Grade I lesion variants included 21 syncytial, three psammomatous, two translational, two cellular, and one microcystic meningiomas. Grade II lesions included two atypical and one clear cell meningioma. Tumor recurrence was identified to occur in five patients, four of whom required subsequent operative intervention. Recurrences were identified at a median of 34.1 months after initial resection. The mean Ki-67 LI for the initial resection samples of tumors that recurred was 22.2% (ranging between 11% to 48%) with a mean PR positivity of 52.4% (ranging between 0% to 92%). The degree of resection and the mean Ki-67 LI are summarized in Table 3.

Table 3

Comparison between the degree of operative resection of meningiomas and the mean degree of Ki-67 labeling index (LI)

Degree of Resection	Patient Number	Ki-67 LI
Gross Total Resection	25	8.7
Near Total Resection	5	7.0
Subtotal Resection	2	29.5

Discussion

We present our Ki-67 labeling index data for initial resection of meningioma and recurrence. Meningiomas represent 13% to 26% of primary intracranial neoplasms, with the majority classified as WHO grade I or benign [14]. The recurrence of completely resected benign meningiomas ranges from 7% to 32%, increasing to 19% to 50% in higher Simpson grade resections [1, 4, 9, 15-16].
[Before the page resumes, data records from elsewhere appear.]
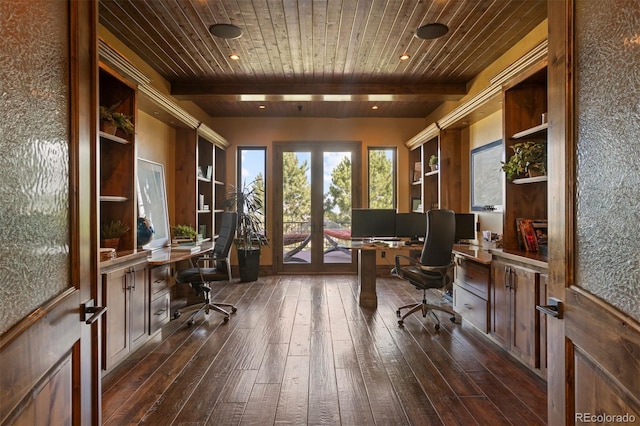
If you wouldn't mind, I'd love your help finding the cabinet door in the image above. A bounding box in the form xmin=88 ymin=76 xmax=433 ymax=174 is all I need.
xmin=103 ymin=268 xmax=129 ymax=370
xmin=490 ymin=260 xmax=511 ymax=348
xmin=128 ymin=266 xmax=148 ymax=351
xmin=509 ymin=264 xmax=539 ymax=367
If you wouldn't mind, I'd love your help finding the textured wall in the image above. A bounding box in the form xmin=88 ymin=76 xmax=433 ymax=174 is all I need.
xmin=575 ymin=0 xmax=640 ymax=320
xmin=0 ymin=2 xmax=70 ymax=334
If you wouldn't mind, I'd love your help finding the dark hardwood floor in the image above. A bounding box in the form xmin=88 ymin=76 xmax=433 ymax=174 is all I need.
xmin=102 ymin=274 xmax=547 ymax=425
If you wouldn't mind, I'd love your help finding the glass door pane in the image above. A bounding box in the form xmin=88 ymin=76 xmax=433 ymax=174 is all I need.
xmin=282 ymin=151 xmax=312 ymax=264
xmin=322 ymin=151 xmax=352 ymax=264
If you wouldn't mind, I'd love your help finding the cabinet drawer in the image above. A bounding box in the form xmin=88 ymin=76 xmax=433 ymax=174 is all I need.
xmin=455 ymin=257 xmax=490 ymax=299
xmin=453 ymin=284 xmax=489 ymax=333
xmin=149 ymin=265 xmax=170 ymax=299
xmin=150 ymin=293 xmax=170 ymax=334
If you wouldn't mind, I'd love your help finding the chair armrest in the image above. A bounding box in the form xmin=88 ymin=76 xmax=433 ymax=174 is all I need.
xmin=394 ymin=253 xmax=420 ymax=274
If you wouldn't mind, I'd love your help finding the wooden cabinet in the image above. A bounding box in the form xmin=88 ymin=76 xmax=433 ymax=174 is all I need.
xmin=99 ymin=65 xmax=137 ymax=253
xmin=175 ymin=130 xmax=226 ymax=241
xmin=453 ymin=253 xmax=491 ymax=333
xmin=490 ymin=256 xmax=542 ymax=371
xmin=502 ymin=64 xmax=548 ymax=252
xmin=149 ymin=265 xmax=171 ymax=334
xmin=408 ymin=129 xmax=461 ymax=212
xmin=102 ymin=257 xmax=148 ymax=371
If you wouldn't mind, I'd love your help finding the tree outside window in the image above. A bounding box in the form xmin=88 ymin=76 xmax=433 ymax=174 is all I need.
xmin=368 ymin=148 xmax=396 ymax=209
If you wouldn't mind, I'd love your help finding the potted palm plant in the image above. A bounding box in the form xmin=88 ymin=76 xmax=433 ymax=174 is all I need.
xmin=226 ymin=179 xmax=268 ymax=282
xmin=100 ymin=219 xmax=130 ymax=250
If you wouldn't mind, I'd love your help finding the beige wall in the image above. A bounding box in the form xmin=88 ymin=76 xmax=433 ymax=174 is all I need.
xmin=136 ymin=110 xmax=177 ymax=226
xmin=210 ymin=116 xmax=424 ymax=266
xmin=468 ymin=111 xmax=504 ymax=241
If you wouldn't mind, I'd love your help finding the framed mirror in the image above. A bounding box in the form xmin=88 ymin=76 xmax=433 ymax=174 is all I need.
xmin=137 ymin=158 xmax=170 ymax=249
xmin=471 ymin=140 xmax=503 ymax=212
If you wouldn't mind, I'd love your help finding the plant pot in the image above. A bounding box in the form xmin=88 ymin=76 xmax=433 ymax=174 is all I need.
xmin=100 ymin=121 xmax=118 ymax=135
xmin=237 ymin=247 xmax=261 ymax=282
xmin=429 ymin=164 xmax=438 ymax=172
xmin=101 ymin=237 xmax=120 ymax=250
xmin=527 ymin=169 xmax=545 ymax=178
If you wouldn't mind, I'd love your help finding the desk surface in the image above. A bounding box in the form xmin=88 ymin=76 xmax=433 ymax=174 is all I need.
xmin=147 ymin=241 xmax=213 ymax=266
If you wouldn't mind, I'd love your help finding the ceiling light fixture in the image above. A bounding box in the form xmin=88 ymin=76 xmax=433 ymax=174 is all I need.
xmin=371 ymin=105 xmax=379 ymax=110
xmin=209 ymin=23 xmax=243 ymax=39
xmin=229 ymin=53 xmax=240 ymax=60
xmin=415 ymin=23 xmax=449 ymax=40
xmin=258 ymin=105 xmax=266 ymax=109
xmin=399 ymin=53 xmax=410 ymax=61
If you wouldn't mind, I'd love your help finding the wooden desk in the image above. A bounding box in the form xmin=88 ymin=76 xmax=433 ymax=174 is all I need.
xmin=350 ymin=241 xmax=416 ymax=308
xmin=147 ymin=241 xmax=213 ymax=266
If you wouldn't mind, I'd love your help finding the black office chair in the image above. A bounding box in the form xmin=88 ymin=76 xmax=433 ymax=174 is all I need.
xmin=175 ymin=211 xmax=238 ymax=325
xmin=392 ymin=209 xmax=457 ymax=330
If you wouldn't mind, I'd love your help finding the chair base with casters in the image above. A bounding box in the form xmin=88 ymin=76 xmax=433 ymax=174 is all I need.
xmin=173 ymin=211 xmax=238 ymax=326
xmin=173 ymin=282 xmax=237 ymax=325
xmin=396 ymin=288 xmax=457 ymax=329
xmin=392 ymin=209 xmax=458 ymax=330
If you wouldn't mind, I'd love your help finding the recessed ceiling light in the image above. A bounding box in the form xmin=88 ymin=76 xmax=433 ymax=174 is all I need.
xmin=416 ymin=23 xmax=449 ymax=40
xmin=229 ymin=53 xmax=240 ymax=60
xmin=399 ymin=53 xmax=410 ymax=61
xmin=258 ymin=105 xmax=266 ymax=109
xmin=209 ymin=23 xmax=243 ymax=39
xmin=371 ymin=105 xmax=379 ymax=110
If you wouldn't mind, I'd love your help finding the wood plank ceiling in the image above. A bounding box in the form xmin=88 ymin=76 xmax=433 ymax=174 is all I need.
xmin=99 ymin=0 xmax=547 ymax=118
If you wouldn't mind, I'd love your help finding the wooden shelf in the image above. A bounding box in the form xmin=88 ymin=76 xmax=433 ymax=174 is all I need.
xmin=99 ymin=131 xmax=130 ymax=144
xmin=197 ymin=176 xmax=211 ymax=183
xmin=424 ymin=170 xmax=439 ymax=177
xmin=512 ymin=175 xmax=548 ymax=184
xmin=412 ymin=180 xmax=422 ymax=185
xmin=100 ymin=195 xmax=128 ymax=202
xmin=512 ymin=122 xmax=548 ymax=139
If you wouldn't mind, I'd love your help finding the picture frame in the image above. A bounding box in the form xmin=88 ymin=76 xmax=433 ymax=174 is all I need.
xmin=471 ymin=140 xmax=503 ymax=212
xmin=411 ymin=197 xmax=422 ymax=212
xmin=413 ymin=161 xmax=422 ymax=182
xmin=137 ymin=158 xmax=171 ymax=250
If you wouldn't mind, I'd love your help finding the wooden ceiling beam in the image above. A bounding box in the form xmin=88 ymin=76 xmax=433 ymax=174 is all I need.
xmin=171 ymin=82 xmax=467 ymax=102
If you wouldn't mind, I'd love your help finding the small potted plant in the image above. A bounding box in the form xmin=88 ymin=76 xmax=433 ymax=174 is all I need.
xmin=501 ymin=141 xmax=546 ymax=181
xmin=99 ymin=101 xmax=135 ymax=136
xmin=429 ymin=154 xmax=438 ymax=172
xmin=172 ymin=224 xmax=198 ymax=244
xmin=100 ymin=219 xmax=130 ymax=250
xmin=226 ymin=179 xmax=268 ymax=282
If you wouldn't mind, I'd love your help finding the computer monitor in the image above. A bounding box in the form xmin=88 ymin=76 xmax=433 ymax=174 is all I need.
xmin=455 ymin=213 xmax=476 ymax=242
xmin=350 ymin=208 xmax=397 ymax=239
xmin=395 ymin=212 xmax=426 ymax=240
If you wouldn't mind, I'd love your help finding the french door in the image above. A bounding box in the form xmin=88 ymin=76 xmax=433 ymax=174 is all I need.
xmin=273 ymin=142 xmax=361 ymax=273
The proliferation markers associated with aggressive tumors in other organ systems (e.g., p53) have poor predictive value in meningiomas [17-22]. The MIB-1 monoclonal antibody recognizes Ki-67, a nuclear protein that is expressed during the G1, S, G2, and M phases of the cell cycles but absent in the G0 phase and early part of the G1 phase [23-25]. Consistent MIB-1 detection in tumor tissues makes it a better proliferation marker than proliferating cell nuclear antigen (PCNA) [26-27].
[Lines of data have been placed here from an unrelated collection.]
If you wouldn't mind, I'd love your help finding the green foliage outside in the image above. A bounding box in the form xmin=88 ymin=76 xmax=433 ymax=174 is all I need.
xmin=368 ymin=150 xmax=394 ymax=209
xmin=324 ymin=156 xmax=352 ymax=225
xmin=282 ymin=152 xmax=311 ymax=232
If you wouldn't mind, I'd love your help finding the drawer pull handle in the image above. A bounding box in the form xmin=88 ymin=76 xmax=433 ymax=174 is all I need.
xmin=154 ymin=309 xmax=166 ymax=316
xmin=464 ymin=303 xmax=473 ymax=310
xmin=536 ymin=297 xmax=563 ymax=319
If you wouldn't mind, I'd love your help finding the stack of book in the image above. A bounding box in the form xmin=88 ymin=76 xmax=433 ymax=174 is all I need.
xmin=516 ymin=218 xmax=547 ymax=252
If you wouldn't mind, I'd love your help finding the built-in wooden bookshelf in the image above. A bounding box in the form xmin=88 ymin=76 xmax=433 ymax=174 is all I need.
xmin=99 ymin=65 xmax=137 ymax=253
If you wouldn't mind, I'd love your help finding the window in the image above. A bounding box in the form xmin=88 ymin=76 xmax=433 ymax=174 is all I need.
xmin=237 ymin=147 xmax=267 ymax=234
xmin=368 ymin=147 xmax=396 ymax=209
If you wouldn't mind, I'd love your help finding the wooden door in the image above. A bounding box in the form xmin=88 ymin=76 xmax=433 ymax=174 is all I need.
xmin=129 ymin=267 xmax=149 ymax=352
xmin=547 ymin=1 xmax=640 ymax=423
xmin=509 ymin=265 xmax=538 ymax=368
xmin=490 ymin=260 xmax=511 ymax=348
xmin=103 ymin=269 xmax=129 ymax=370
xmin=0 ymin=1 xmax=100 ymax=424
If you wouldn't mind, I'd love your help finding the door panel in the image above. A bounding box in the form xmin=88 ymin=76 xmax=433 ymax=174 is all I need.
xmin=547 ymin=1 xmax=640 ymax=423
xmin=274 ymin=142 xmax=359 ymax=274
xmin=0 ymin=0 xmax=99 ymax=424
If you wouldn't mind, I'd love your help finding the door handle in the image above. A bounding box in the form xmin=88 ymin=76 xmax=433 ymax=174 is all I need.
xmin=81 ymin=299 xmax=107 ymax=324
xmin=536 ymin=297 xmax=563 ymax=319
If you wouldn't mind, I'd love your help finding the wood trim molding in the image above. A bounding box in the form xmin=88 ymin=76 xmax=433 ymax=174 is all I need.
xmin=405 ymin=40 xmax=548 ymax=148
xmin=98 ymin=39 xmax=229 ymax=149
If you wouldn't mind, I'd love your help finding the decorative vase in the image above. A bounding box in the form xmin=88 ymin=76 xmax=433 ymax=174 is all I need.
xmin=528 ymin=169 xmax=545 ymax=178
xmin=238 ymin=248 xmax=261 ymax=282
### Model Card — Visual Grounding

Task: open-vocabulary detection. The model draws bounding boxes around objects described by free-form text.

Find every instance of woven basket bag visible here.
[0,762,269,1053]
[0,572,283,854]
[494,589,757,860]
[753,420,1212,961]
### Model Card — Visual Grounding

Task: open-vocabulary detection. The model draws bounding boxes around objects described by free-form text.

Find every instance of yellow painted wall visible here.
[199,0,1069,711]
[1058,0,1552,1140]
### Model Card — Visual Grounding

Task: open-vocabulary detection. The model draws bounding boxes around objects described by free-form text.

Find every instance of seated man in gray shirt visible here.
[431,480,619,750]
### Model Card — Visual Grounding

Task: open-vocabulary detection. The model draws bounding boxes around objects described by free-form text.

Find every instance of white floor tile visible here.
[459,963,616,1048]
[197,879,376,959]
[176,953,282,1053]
There is evidence that specific values of Ki-67 LI can help predict meningioma recurrence. Ki-67 LI is typically higher in recurrent tumors when compared to nonrecurrent tumors [2, 11, 27-29]. Kolles, et al. found Ki-67 LI to be a consistent factor for distinguishing anaplastic from benign meningiomas [29]. Bruna, et al. showed that Ki-67 LI was the only independent predictor of tumor recurrence and overall survival [2]. Perry, et al. showed that recurrence was more likely with a Ki-67 LI higher than or equal to 4.2% in GTR [20]. A similar review of 83 patients with a 10-year follow-up identified a threshold Ki-67 LI value of 10% [24]. Specifically, 30/31 patients with Ki-67 LI greater than or equal to 10% developed a recurrent tumor within 10 years and 100% of patients with Ki-67 LI lower than 10% were recurrence-free. Despite these results, laboratory differences in staining and counting methodologies make generalized application of a specific threshold difficult.
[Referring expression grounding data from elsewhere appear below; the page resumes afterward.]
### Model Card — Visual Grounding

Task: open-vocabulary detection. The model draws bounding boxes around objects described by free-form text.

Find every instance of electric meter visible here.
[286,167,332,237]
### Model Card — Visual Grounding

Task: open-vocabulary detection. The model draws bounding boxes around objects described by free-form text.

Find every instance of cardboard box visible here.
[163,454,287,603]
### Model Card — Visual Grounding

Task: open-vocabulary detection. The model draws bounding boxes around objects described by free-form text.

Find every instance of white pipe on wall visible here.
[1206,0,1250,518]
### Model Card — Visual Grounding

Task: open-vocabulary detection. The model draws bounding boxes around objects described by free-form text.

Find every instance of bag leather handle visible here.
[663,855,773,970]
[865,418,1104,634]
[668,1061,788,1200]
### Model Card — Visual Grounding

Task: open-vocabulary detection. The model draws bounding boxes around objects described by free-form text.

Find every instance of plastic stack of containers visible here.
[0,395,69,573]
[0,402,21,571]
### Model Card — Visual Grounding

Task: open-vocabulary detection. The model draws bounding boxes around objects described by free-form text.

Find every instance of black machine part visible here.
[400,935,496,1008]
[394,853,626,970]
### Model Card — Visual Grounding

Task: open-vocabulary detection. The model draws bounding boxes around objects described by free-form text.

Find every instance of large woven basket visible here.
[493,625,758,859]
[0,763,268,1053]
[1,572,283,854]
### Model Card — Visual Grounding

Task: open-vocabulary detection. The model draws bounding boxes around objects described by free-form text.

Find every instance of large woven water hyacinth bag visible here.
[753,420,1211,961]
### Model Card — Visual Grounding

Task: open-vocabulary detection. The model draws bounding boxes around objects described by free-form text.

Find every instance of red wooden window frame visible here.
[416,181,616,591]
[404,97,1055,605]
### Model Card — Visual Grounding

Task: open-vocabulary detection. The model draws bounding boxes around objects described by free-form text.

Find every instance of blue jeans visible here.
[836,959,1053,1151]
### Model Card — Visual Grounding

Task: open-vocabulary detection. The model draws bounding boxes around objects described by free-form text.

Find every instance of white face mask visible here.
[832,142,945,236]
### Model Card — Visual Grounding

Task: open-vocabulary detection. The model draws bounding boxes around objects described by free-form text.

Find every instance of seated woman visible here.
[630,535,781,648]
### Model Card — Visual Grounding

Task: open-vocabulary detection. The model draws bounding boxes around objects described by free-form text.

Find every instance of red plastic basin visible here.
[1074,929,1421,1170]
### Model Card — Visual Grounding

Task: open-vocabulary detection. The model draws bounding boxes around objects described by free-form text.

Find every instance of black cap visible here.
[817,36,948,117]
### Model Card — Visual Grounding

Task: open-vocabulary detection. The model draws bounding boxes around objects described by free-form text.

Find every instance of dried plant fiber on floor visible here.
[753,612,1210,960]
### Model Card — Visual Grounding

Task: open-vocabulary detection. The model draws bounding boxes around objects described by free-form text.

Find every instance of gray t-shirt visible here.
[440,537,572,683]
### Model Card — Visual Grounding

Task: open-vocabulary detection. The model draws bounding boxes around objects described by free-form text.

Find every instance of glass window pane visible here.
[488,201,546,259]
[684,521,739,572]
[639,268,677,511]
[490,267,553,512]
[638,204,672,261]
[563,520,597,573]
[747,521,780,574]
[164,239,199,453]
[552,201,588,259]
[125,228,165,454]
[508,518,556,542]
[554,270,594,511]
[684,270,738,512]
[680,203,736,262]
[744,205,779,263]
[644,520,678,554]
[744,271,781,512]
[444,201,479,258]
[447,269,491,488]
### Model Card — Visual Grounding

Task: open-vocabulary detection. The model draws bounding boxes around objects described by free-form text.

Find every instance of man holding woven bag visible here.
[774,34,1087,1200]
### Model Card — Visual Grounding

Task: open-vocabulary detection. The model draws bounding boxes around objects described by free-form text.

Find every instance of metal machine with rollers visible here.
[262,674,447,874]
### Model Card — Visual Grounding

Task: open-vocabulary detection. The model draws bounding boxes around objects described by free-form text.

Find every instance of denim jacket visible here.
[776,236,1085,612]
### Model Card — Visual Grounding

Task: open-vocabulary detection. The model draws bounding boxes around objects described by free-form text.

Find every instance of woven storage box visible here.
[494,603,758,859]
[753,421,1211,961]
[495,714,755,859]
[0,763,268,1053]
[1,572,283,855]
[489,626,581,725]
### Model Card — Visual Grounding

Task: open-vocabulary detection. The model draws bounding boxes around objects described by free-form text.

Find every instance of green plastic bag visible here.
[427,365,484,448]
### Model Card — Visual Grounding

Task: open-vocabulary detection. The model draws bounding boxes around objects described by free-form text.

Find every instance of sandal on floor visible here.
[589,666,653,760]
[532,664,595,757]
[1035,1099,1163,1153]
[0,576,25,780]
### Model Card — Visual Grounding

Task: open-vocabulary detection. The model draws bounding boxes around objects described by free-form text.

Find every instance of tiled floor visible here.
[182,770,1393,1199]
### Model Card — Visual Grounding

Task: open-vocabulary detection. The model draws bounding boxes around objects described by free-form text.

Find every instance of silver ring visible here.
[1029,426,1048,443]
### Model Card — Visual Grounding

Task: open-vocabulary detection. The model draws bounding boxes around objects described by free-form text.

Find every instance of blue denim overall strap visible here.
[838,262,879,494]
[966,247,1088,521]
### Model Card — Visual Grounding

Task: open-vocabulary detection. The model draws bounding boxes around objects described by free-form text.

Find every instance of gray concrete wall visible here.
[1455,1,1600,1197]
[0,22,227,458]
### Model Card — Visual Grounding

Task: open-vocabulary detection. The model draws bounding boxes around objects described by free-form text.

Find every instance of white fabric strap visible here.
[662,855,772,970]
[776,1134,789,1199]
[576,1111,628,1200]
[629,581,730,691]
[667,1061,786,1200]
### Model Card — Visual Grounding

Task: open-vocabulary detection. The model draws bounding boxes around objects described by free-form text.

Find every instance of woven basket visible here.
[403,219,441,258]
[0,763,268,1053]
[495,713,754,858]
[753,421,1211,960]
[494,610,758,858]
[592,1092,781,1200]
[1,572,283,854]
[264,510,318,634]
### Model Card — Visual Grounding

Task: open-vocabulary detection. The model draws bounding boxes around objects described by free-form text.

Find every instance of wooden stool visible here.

Several studies showed no correlation between Ki-67 LI and recurrence. In a review of 85 cases where 80% of the cases had recurrence, showed no significant difference in Ki-67 LI between the recurrent and nonrecurrent tumors [16]. A limitation was that regions within the specimens were chosen at random for Ki-67 LI scoring. Abramovich, et al. recommended that the highest degree of positive staining should be used because it represents the proliferative potential [30]. In a review of 169 completely resected WHO grade I meningiomas, Roser, et al. found no significant difference in survival based on the mean Ki-67 LI [15]. Some believe that higher Ki-67 LI in the case of higher grade tumors is more of a reflection of their anaplastic or malignant nature and that this testing should be reserved for cases with more borderline histologic features where classification and prognosis are more ambiguous [15, 19, 21, 30].

Conclusions

Here we presented our data for Ki-67 LI for initial meningiomas and recurrence up to five years. The risk of recurrence following resection of meningiomas may be associated with the degree of Ki-67 positivity but further research is required to conclusively determine the true relationship.